Production-grade Docker is about lean, secure, reproducible images and the right runtime discipline: multi-stage builds and minimal base images, running as non-root with no baked-in secrets, configuration from the environment, health checks and resource limits, and treating containers as immutable and disposable. Get these right and Docker delivers on its promise of consistent, portable, reliable deployments.

Frequently asked questions

What are Docker best practices for production?

Use multi-stage builds and minimal trusted base images to keep images small, run containers as a non-root user, never bake secrets into images (inject them at runtime), scan and patch images, configure via environment variables, run one process per container with health checks and resource limits, and treat containers as immutable and disposable.

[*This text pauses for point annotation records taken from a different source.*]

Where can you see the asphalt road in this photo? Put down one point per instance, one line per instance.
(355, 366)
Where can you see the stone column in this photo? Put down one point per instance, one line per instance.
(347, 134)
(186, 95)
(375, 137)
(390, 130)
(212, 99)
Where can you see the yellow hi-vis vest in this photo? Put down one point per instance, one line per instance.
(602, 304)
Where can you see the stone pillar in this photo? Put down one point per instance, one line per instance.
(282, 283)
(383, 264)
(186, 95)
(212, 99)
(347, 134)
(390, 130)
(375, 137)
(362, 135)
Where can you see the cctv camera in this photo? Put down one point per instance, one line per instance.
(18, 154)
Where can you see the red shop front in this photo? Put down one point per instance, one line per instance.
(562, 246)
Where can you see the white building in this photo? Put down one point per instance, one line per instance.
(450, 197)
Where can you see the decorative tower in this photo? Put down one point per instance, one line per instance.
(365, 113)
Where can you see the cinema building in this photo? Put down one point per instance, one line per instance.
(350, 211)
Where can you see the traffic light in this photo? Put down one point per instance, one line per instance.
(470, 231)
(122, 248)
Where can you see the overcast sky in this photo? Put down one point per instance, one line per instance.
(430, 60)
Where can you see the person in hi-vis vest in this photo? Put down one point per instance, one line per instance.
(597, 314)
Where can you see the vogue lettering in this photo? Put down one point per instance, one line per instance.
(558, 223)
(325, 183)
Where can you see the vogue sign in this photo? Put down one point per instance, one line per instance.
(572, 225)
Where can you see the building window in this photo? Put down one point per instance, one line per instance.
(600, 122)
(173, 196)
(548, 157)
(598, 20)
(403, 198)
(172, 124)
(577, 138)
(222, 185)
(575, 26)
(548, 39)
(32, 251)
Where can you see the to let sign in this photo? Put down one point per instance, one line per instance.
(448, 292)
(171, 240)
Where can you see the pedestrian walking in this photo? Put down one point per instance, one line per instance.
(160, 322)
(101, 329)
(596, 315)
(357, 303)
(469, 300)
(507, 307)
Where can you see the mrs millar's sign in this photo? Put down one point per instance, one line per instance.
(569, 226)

What is a multi-stage Docker build?

A multi-stage build uses one stage to compile or build the application (with all the build tools) and a separate minimal final stage that contains only the runtime artifacts. This keeps build tools out of the production image, making it much smaller, faster to deploy and with a smaller attack surface — it's the single biggest Docker optimisation.

Should Docker containers run as root?

No — running containers as root in production is a security risk, because a compromise of the container could gain elevated access. Create and run as a non-root user in your Dockerfile. This is one of the most important and frequently overlooked container security practices.

How do I handle secrets in Docker?

Never bake secrets (API keys, passwords, certificates) into images, where they can be extracted. Inject them at runtime via environment variables or, better, a secrets manager. This keeps images safe to store and share and lets the same image run across environments with different secrets.

How do I keep Docker images small?

Use multi-stage builds so only runtime artifacts ship, start from minimal base images (slim or distroless where suitable), order Dockerfile steps to maximise layer caching (install dependencies before copying code), and use a .dockerignore to exclude unnecessary files from the build context.

Why treat containers as immutable and disposable?

Because it makes them scalable and reliable. Instead of logging in to patch a running container, you fix the image, rebuild and redeploy, with configuration from the environment and state stored outside the container. Any container can then be replaced at any time, which is what lets orchestrators scale and heal them automatically.